Although the Collatz Conjecture seems useless as far as direct applications are concerned, it does have educational value. It shows, for example, how simple formulæ can lead to highly complicated systems, and that there are attractors as mentioned in Happy Catastrophe.

If the same thing is done with negative integers, there are three loops. These are:

-1, -2, -1. . .

-5, -14, -7, -20, -10, -5 . . .

-17, -50, -25, -74, -37, -110, -55, -164, -82, -41, -122, -61, -182, -91, -272, -136, -68, -34, -17 . . .

The image at the top of the post is produced using Collatz sequences. One way of thinking of them is as a tree. All known positive integers tested eventually settle down to the sequence 4, 2, 1 . . . , so this can be seen as something like a trunk or a final confluence of tributaries to a river. There are also other confluences further up the tree. If the transition to an odd number is drawn on this directed graph at a 20° angle in one direction and that to an even one as 8° in the other, you end up with what’s shown above. These angles can be adjusted and you end up with various shapes which look like living organisms such as corals, bryozoa or shrubs.

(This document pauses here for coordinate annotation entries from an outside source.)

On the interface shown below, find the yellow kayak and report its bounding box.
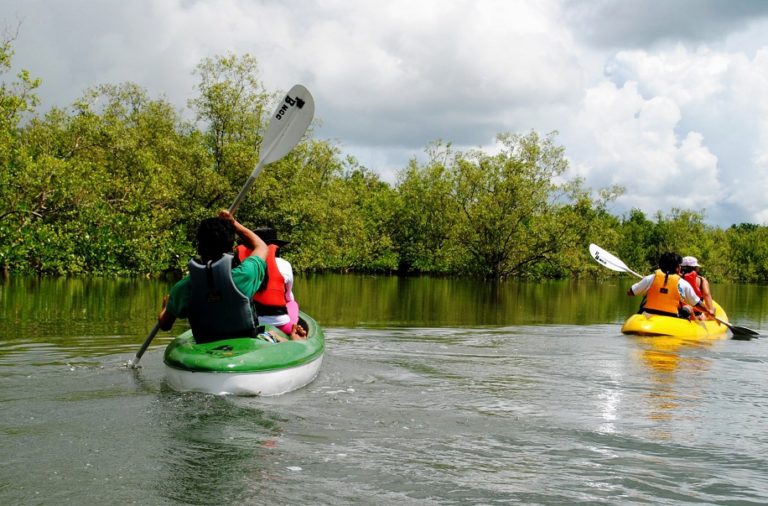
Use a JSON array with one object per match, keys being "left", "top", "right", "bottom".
[{"left": 621, "top": 302, "right": 728, "bottom": 338}]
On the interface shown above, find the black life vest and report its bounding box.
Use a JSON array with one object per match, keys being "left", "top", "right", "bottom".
[{"left": 188, "top": 254, "right": 256, "bottom": 343}]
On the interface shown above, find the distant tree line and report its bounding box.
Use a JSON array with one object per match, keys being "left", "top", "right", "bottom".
[{"left": 0, "top": 40, "right": 768, "bottom": 283}]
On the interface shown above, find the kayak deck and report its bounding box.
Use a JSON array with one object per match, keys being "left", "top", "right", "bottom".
[
  {"left": 621, "top": 302, "right": 728, "bottom": 338},
  {"left": 164, "top": 313, "right": 325, "bottom": 395}
]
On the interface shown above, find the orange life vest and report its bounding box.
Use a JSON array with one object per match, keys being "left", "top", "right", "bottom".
[
  {"left": 683, "top": 271, "right": 704, "bottom": 299},
  {"left": 253, "top": 244, "right": 288, "bottom": 316},
  {"left": 644, "top": 270, "right": 680, "bottom": 316}
]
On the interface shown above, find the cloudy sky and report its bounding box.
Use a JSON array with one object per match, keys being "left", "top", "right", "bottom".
[{"left": 0, "top": 0, "right": 768, "bottom": 226}]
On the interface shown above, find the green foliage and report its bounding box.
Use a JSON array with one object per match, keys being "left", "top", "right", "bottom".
[{"left": 0, "top": 40, "right": 768, "bottom": 283}]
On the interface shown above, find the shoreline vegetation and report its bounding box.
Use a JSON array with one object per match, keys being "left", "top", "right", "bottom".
[{"left": 0, "top": 39, "right": 768, "bottom": 284}]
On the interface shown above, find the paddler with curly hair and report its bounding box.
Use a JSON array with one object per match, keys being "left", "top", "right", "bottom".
[{"left": 627, "top": 252, "right": 715, "bottom": 318}]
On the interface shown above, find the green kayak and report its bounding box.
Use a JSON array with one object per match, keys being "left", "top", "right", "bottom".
[{"left": 164, "top": 313, "right": 325, "bottom": 395}]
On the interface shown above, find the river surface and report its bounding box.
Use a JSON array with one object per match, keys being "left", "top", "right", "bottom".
[{"left": 0, "top": 275, "right": 768, "bottom": 505}]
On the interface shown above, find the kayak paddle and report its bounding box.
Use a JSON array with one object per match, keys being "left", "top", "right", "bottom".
[
  {"left": 128, "top": 84, "right": 315, "bottom": 369},
  {"left": 589, "top": 244, "right": 760, "bottom": 339}
]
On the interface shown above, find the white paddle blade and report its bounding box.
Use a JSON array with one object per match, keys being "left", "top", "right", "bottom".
[
  {"left": 589, "top": 244, "right": 629, "bottom": 272},
  {"left": 229, "top": 84, "right": 315, "bottom": 214},
  {"left": 254, "top": 84, "right": 315, "bottom": 168}
]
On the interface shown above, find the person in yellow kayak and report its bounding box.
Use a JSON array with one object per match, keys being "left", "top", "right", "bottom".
[
  {"left": 680, "top": 256, "right": 715, "bottom": 317},
  {"left": 627, "top": 252, "right": 714, "bottom": 318}
]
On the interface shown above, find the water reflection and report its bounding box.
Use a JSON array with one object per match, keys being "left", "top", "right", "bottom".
[
  {"left": 155, "top": 388, "right": 285, "bottom": 504},
  {"left": 633, "top": 336, "right": 715, "bottom": 439}
]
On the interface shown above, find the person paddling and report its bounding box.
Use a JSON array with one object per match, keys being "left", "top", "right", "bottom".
[
  {"left": 680, "top": 256, "right": 715, "bottom": 317},
  {"left": 237, "top": 227, "right": 299, "bottom": 335},
  {"left": 627, "top": 252, "right": 714, "bottom": 318}
]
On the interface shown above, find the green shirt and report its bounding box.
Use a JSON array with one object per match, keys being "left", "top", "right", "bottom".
[{"left": 165, "top": 256, "right": 267, "bottom": 318}]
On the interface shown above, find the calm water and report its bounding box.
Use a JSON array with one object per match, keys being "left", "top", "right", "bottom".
[{"left": 0, "top": 276, "right": 768, "bottom": 505}]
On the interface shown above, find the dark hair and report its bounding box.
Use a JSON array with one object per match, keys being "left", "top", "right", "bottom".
[
  {"left": 659, "top": 251, "right": 683, "bottom": 274},
  {"left": 197, "top": 218, "right": 235, "bottom": 261}
]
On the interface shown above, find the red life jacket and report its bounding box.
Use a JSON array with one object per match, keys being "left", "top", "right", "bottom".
[
  {"left": 253, "top": 244, "right": 288, "bottom": 316},
  {"left": 683, "top": 271, "right": 704, "bottom": 299}
]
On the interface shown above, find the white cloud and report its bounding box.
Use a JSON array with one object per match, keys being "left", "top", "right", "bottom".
[{"left": 0, "top": 0, "right": 768, "bottom": 225}]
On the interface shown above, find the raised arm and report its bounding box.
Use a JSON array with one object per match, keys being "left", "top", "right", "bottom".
[{"left": 219, "top": 210, "right": 268, "bottom": 260}]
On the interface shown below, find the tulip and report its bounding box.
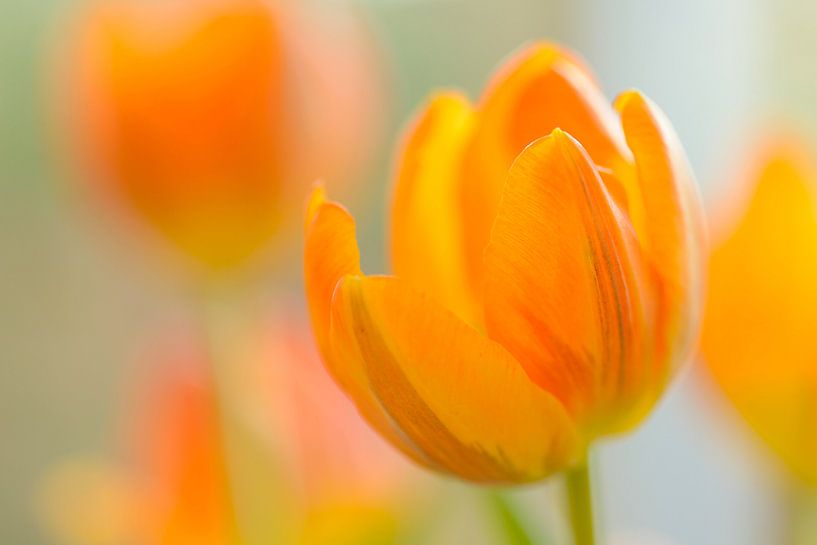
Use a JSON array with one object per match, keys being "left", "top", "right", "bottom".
[
  {"left": 38, "top": 325, "right": 416, "bottom": 545},
  {"left": 701, "top": 138, "right": 817, "bottom": 485},
  {"left": 304, "top": 44, "right": 702, "bottom": 484},
  {"left": 60, "top": 0, "right": 378, "bottom": 272}
]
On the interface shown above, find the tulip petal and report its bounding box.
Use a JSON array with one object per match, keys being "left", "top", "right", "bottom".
[
  {"left": 461, "top": 44, "right": 629, "bottom": 306},
  {"left": 701, "top": 142, "right": 817, "bottom": 484},
  {"left": 332, "top": 276, "right": 577, "bottom": 482},
  {"left": 304, "top": 187, "right": 429, "bottom": 465},
  {"left": 391, "top": 93, "right": 481, "bottom": 323},
  {"left": 484, "top": 130, "right": 644, "bottom": 423},
  {"left": 616, "top": 91, "right": 704, "bottom": 368}
]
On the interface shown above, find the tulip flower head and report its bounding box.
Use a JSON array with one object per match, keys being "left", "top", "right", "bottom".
[
  {"left": 304, "top": 44, "right": 702, "bottom": 483},
  {"left": 701, "top": 138, "right": 817, "bottom": 485},
  {"left": 61, "top": 0, "right": 378, "bottom": 272}
]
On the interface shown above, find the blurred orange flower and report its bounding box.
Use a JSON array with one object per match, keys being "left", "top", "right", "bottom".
[
  {"left": 60, "top": 0, "right": 380, "bottom": 271},
  {"left": 305, "top": 45, "right": 702, "bottom": 482},
  {"left": 701, "top": 138, "right": 817, "bottom": 483},
  {"left": 39, "top": 320, "right": 411, "bottom": 545}
]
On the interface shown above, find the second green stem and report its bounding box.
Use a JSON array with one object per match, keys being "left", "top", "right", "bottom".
[{"left": 565, "top": 459, "right": 596, "bottom": 545}]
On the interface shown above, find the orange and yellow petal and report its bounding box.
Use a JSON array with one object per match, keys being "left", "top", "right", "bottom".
[
  {"left": 484, "top": 130, "right": 646, "bottom": 426},
  {"left": 460, "top": 44, "right": 629, "bottom": 300},
  {"left": 304, "top": 187, "right": 428, "bottom": 465},
  {"left": 701, "top": 142, "right": 817, "bottom": 483},
  {"left": 616, "top": 91, "right": 705, "bottom": 377},
  {"left": 391, "top": 93, "right": 481, "bottom": 323},
  {"left": 332, "top": 276, "right": 578, "bottom": 483},
  {"left": 70, "top": 0, "right": 285, "bottom": 270}
]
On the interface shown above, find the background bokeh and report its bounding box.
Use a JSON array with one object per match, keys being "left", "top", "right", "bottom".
[{"left": 0, "top": 0, "right": 804, "bottom": 545}]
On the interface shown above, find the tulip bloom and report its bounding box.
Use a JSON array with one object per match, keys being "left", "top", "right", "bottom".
[
  {"left": 701, "top": 139, "right": 817, "bottom": 484},
  {"left": 65, "top": 0, "right": 378, "bottom": 271},
  {"left": 39, "top": 326, "right": 411, "bottom": 545},
  {"left": 305, "top": 45, "right": 702, "bottom": 482}
]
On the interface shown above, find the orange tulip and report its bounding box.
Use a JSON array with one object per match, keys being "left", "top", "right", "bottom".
[
  {"left": 60, "top": 0, "right": 378, "bottom": 271},
  {"left": 701, "top": 139, "right": 817, "bottom": 484},
  {"left": 305, "top": 45, "right": 702, "bottom": 482},
  {"left": 38, "top": 320, "right": 420, "bottom": 545}
]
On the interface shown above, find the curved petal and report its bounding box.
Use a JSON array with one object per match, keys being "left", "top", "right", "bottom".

The oddity about this problem is that it jumps so rapidly from a simple issue which can be understood by anyone who knows basic arithmetic into a problem which has never been solved by the most skilled and advanced mathematicians who have applied themselves to it. This raises the question of why we are able to understand almost anything. Even though there are a huge number of mathematical problems which can and have been solved, it isn’t clear how we are able to do that. It seems that it could easily have turned out that we wouldn’t be able to do maths at all because it all turned out to be too hard, and where would that leave us? Why are we able to solve any mathematical problems? Also, most mathematicians consider this problem to be significant but also one which is likely to absorb all someone’s time without them coming up with a useful result, so it’s also the ultimate time-waster, or at least seems to be. Hence this entire post may or may not have been a waste of time. What do you think?